Si oui, on priverait les jeunes musulmans de France de la lecture d’un auteur dont l’œuvre est étudiée à nouveau dans des dizaines d’universités par des spécialistes autrement plus qualifiés que les politistes sécuritaires et médiatiques qui cherchent à le diaboliser, juste pour inventer aux radicalismes des penseurs contemporains de haut niveau. Il arrive aussi à ces idéologues du sécuritaire de pointer du doigt Muhammad Hamidullah qui, en raison de son rôle au sein du Centre culturel islamique créé à Paris en 1952, occupe une place très importante dans l’histoire intellectuelle de l’islam en France.

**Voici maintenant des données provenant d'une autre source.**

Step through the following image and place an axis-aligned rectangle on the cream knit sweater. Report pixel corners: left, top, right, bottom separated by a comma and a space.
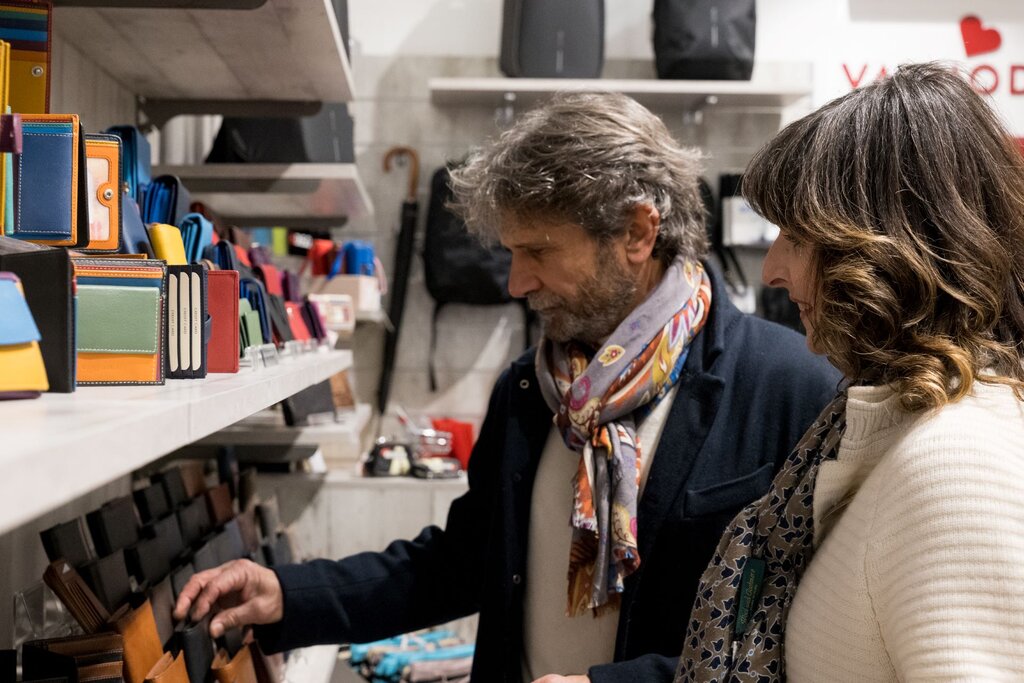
785, 381, 1024, 681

Dans son compte-rendu paru en 1955 dans la Revue française de Science politique, Roger Le Tourneau souligne le caractère «intemporel» des conclusions de Bennabi dans Vocation de l’Islam. Les décennies passées confirment que l’œuvre de ce précurseur a résisté à l’épreuve du temps. À présent, la colonisabilité n’est plus contestée, surtout après les échecs des élites postcoloniales dans les pays musulmans. Celles-ci cédèrent au «partisme» et au «carriérisme» que Bennabi avait désignés comme causes possibles des échecs des indépendances. Ses mises en garde furent ignorées par des «zaïmillons», estimant qu’il avait mis la barre trop haut.

Mais tous ceux qui veulent tirer la leçon de ces échecs, reconnus au plus tard après les «printemps arabes», s’avisent que la pratique de la politique doit se conformer à des exigences morales et intellectuelles qui furent négligées par les «intellectomanes» férus de «boulitique».

La lecture de Bennabi, en aidant à réintroduire ces exigences, permettrait de sortir du «chaos» étudié par Bennabi dans Vocation de l’Islam et qui s’est trouvé sérieusement aggravé par toute sorte d’égarements.

Bennabi avait pensé à rééditer en un seul volume Les Conditions de la renaissance et Vocation de l’Islam. Son souhait se trouve ici satisfait.

La lecture des deux livres permet de voir que l’œuvre de Bennabi s’apparente à un commentaire prolongé du verset qui a guidé les premiers pas de l’Islah : «Dieu ne change rien à l’état d’un peuple tant que celui-ci n’a pas changé son âme». L’auteur s’est attaché à mieux connaître l’âme humaine en faisant son miel de tous les apports utiles des sciences humaines, psychanalyse comprise.